The (null) difference in the Monty Hall's problem, is that the probability of Monty being right (in his good prize guessing) is 0, whatever the conditional probability. So, in the beginning, the probability of you being right and Monty being wrong is 1/3. Formula gives that probability of you being right knowing Monty was wrong, is probability of you being right and monty being wrong divided by his chance to be wrong, hence, 1/3 / 1.

Also, the magic happens when the outcome, in the end, where magically the only other choice you have, is to switch being right and being wrong. Since a wrong door was opened, that's why "changing door" transforms 1/3 to 2/3 in both cases.

But in your case Arcana, I wouldn't count on chance of being right being only 1/3. It may be in the concious' mind eye, but the unconcious mind has the troublesome habit of skewing you own choice to the one it thinks is the good one, and generally it has a far better memory and statistics.

[TonyV]

So here's the real test of probability mastery.  You're looking for the bathroom, but you've forgotten which door leads to the bathroom.  You really, really need to use the bathroom and you can't wait long enough to open all three doors.  You mentally pick the door you guess is the right door, but as you run up to that door the wind blows open one of the other two doors, showing its the washing machine.  Should you switch doors?

I'd probably switch because, hey, it couldn't hurt, and it beats standing there trying to work out whether the wind opening up one door is a statistically significant event....

But statistically speaking, it doesn't matter.  Since the the wind doesn't know which door is the bathroom, the 1/3 probability of it being the door it opens is shifted equally to the other doors, which now makes it 50/50.  That's why in the Monty Hall problem, it's critically important that you make it crystal clear that Monty knows which door has the prize behind it, and he deliberately opens a door that has a goat.  If you mess that part of the scenario up, then the person you're presenting it to has a legitimate complaint in that you presented it wrong.  But in spite of *ahem...* certain people acting like it's voodoo that affects the probability, it REALLY DOES affect the probability.  If Monty doesn't know which door has the prize and randomly opens one of the other two doors, you have the wind situation above and it makes no difference if you keep your original door or switch.

[Mister Bison]

But statistically speaking, it doesn't matter.  Since the the wind doesn't know which door is the bathroom, the 1/3 probability of it being the door it opens is shifted equally to the other doors, which now makes it 50/50.  That's why in the Monty Hall problem, it's critically important that you make it crystal clear that Monty knows which door has the prize behind it, and he deliberately opens a door that has a goat.  If you mess that part of the scenario up, then the person you're presenting it to has a legitimate complaint in that you presented it wrong.  But in spite of *ahem...* certain people acting like it's voodoo that affects the probability, it REALLY DOES affect the probability.  If Monty doesn't know which door has the prize and randomly opens one of the other two doors, you have the wind situation above and it makes no difference if you keep your original door or switch.

Tony, I think you're wrong.
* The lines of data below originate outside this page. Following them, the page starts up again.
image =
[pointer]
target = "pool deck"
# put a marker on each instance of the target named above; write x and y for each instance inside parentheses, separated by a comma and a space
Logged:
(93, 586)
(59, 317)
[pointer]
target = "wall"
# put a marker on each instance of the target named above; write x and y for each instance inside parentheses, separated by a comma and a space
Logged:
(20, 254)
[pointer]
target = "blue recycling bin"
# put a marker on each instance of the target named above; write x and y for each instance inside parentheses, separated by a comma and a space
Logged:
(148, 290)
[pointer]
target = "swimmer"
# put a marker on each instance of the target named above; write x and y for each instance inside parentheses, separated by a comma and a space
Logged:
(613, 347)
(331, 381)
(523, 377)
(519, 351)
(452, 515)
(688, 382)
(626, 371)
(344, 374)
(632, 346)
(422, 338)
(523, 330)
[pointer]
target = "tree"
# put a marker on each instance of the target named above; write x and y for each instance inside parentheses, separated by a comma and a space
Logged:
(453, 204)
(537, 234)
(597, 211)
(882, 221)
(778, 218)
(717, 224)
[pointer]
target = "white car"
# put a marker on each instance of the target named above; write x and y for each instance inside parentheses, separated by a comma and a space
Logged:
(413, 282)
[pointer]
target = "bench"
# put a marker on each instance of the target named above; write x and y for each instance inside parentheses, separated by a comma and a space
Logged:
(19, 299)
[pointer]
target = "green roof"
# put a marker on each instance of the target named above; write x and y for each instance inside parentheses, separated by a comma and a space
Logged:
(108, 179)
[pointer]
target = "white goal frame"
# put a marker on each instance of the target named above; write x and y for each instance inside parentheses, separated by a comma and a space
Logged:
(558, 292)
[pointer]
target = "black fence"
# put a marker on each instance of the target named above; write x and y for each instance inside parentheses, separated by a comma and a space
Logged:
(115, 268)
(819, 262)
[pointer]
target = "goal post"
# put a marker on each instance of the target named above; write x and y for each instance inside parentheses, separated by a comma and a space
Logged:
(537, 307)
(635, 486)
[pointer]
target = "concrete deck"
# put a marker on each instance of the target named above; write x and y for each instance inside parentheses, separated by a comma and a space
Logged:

Even if the wind didn't know which door was the good one, it doesn't matter. What matters, is: 1/ You have a flat chance of 1/3 of being right 2/ the opened door is not yours, and 3/ The opened door is not the good choice.

Obviously, if any of the 1/ to 3/ changes, the problem is fundamentally different (you don't have any choice left, or the probability is different, but if they all hold, the result is the same.

Let's take the problem with 4 doors. You have one chance to be right, in the beginning. In the second try, you then have 3/4 chance that one of the remaining doors is the good one, and that is the same as being distributed evenly among the remaining unopened doors. What's important here is that the initial choice of being right is a set probability, and that the remaining set of choices gets reduced.

Or, said in another manner, you can't go against maths. Unless they are badly applied (which you have to prove).

In fact, it's the choice that sets all hells loose. Just the choice.